Remember when I told you not to lie in job interviews? I lied.
Okay, well maybe you don't want to lie lie, but do rethink answers to loaded questions. Do not tell the whole truth and nothing but the truth on how you feel, if that unvarnished truth is (a) about your emotional gut response, (b) doesn't sound professional, and (c) suggests that you are likely to trash-talk the people on your new job if and when you get fed up with them.
So for example, two of the ten things to lie about involve interpersonal relationships. Your boss at your most recent job was great; your co-workers were great. In fact, your boss was Meryl Streep's character in "The Devil Wears Prada," and your co-workers were more dysfunctional than the lineup in "The Office."
If they were, and you're asked directly, and you can't tell a baldfaced lie without setting off a visible urge to upchuck your lunch during the interview: find a way to tell the truth. Part of the truth. The part that sounds good.

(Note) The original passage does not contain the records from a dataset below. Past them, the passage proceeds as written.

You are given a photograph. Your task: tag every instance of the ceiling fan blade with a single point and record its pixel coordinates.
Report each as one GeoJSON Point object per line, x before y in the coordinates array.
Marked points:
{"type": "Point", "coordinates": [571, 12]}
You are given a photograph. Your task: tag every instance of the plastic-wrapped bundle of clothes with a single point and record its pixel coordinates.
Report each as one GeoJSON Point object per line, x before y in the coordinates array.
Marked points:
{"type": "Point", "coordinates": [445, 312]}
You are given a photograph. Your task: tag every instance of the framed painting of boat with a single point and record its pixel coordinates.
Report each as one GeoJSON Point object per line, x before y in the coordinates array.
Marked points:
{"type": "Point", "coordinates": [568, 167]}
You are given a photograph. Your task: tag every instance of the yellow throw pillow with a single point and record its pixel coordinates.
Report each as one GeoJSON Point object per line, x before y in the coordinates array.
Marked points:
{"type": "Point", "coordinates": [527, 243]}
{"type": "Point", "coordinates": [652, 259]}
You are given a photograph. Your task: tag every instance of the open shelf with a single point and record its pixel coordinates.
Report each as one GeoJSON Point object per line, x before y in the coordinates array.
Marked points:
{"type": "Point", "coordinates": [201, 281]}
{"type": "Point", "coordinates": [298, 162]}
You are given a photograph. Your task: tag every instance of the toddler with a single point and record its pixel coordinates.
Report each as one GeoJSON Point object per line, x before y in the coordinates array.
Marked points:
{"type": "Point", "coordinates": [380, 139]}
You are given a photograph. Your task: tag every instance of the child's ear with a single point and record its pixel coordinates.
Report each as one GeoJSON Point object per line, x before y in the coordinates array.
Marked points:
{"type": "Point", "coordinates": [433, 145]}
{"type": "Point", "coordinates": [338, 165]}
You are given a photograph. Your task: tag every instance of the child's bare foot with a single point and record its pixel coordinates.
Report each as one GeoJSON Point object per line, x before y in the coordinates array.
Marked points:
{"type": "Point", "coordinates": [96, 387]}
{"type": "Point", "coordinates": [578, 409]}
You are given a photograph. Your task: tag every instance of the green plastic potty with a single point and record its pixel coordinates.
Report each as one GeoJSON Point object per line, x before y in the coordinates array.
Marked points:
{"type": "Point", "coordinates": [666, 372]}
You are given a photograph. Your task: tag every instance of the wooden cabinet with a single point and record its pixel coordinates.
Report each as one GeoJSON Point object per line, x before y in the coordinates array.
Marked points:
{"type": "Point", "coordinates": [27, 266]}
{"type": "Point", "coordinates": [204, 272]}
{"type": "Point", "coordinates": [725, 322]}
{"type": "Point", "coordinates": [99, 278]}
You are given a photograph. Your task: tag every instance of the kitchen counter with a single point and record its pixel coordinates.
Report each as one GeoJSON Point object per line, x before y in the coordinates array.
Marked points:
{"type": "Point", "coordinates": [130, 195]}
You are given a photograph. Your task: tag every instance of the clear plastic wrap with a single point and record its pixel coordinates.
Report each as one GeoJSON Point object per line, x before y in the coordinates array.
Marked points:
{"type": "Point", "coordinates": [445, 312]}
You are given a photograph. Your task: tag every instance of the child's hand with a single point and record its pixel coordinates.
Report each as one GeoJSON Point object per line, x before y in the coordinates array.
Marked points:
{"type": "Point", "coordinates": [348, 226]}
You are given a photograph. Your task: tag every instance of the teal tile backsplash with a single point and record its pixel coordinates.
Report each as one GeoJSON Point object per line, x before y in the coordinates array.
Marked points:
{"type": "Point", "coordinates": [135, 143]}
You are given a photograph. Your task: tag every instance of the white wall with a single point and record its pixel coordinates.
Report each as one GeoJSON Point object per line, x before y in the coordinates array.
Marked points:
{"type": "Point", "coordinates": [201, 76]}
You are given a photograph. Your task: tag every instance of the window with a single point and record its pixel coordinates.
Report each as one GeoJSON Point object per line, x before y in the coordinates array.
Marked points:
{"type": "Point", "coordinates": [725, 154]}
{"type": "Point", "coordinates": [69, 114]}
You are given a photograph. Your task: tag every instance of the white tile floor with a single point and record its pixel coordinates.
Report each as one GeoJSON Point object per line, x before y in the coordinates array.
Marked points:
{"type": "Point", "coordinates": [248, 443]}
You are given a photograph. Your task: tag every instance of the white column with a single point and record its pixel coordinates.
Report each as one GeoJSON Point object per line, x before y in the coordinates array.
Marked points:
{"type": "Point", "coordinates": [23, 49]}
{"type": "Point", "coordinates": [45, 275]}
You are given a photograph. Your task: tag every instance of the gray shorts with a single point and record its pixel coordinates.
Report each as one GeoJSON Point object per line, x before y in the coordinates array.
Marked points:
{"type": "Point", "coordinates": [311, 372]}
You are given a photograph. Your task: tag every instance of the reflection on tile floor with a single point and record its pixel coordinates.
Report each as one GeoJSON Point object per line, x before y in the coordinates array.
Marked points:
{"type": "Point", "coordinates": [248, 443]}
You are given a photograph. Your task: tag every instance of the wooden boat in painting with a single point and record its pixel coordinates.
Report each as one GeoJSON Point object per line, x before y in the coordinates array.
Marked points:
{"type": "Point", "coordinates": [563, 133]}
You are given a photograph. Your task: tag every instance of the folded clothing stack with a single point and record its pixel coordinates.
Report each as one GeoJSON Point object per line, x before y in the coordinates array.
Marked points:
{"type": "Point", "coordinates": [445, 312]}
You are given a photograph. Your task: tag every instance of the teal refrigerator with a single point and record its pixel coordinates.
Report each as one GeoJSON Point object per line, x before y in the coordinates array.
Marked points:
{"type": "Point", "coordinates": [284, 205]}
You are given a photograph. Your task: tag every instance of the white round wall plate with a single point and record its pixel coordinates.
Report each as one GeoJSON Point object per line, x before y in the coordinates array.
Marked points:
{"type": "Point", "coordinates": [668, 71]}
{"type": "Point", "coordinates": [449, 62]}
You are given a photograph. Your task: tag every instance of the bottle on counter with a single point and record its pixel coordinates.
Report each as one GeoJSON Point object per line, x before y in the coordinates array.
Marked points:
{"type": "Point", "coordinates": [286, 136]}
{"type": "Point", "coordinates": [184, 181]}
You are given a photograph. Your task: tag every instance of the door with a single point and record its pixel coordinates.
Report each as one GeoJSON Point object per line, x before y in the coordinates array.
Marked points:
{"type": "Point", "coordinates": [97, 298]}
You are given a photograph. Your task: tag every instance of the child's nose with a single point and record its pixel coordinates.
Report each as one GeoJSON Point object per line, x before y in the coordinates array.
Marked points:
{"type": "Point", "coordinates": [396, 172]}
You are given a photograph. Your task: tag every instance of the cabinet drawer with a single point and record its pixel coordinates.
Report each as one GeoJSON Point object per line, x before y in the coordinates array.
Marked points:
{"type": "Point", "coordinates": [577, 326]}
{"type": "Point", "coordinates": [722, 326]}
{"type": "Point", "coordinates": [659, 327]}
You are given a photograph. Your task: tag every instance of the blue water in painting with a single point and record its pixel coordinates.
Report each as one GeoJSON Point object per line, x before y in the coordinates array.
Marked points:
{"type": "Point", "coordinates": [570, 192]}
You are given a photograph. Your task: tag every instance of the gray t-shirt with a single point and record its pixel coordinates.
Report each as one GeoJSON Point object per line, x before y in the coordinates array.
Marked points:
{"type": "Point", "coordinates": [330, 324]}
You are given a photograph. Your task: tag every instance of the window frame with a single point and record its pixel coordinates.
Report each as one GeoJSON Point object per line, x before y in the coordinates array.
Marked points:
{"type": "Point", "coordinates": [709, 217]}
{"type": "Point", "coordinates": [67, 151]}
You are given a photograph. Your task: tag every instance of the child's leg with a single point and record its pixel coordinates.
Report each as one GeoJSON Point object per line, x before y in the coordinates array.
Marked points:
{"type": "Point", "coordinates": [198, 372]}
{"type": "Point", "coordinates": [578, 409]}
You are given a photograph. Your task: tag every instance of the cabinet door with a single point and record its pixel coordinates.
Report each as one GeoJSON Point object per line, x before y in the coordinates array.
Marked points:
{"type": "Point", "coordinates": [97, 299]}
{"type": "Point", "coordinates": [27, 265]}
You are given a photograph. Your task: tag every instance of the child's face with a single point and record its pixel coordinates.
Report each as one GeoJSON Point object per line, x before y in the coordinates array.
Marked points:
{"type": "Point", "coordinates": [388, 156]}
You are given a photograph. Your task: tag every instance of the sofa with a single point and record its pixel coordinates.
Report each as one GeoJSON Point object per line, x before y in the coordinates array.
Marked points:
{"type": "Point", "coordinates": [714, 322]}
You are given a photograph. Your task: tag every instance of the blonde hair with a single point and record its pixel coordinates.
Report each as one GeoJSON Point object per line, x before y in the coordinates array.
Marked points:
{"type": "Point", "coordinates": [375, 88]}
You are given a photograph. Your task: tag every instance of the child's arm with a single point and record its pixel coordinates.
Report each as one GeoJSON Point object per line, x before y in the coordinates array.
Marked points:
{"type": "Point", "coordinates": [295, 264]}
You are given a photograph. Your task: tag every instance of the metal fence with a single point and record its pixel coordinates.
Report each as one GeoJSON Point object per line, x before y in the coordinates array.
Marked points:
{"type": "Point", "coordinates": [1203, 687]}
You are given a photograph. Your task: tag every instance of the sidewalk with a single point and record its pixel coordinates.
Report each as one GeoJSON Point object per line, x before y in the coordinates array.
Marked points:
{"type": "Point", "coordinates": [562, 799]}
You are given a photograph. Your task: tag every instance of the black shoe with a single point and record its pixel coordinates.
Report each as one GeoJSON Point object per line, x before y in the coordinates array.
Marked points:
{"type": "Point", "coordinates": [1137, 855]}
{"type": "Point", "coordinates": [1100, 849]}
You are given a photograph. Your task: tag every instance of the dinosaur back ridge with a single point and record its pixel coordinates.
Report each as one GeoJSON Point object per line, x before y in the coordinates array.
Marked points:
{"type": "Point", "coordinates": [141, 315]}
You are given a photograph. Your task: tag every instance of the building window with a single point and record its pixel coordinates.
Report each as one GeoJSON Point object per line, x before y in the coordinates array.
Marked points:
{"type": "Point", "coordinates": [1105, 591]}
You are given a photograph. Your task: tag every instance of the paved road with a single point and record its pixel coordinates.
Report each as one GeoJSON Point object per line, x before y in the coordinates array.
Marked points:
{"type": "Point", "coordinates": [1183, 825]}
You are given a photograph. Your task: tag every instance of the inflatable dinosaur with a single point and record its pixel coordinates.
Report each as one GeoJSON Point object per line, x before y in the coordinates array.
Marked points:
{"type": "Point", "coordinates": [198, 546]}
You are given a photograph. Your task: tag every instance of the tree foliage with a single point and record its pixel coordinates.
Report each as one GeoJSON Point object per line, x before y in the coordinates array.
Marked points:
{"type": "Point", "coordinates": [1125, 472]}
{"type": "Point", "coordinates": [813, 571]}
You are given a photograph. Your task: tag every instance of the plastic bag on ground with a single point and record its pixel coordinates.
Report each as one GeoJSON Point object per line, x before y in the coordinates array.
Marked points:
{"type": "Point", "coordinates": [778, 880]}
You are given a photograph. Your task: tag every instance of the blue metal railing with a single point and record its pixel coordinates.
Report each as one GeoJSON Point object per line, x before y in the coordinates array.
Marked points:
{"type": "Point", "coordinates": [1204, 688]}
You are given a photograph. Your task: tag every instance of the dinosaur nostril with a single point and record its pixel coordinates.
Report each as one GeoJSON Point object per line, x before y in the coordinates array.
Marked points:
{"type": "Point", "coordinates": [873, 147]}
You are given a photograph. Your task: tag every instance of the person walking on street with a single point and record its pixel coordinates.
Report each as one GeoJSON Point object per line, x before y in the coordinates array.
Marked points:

"My boss was very supportive of my accomplishments." (She was dumb as a box of rocks, a total scatterbrain with possible premature Alzheimers, who couldn't remember my name let alone my accomplishments from day to day... but probably somewhere deep inside a decent human being. And she did say something nice to me. Once. And later the same day berated me for the same thing.)
"My co-workers were known for their integrity, collegiality and high standards throughout the company." (In fact, my division was full of tattletales who tried to one-up each other by reporting that I used too many paperclips and insinuating that I was stealing office supplies. I left because I couldn't stand getting pressured to attend one more after-hours birthday party, baby shower, karaoke bar session where everybody got splat-faced and sang off-key. But yeah, I guess they played well together in their own stupid way.)
By the way, if this sounds like you -- think long and hard about how you select the references whose contact information you want to share.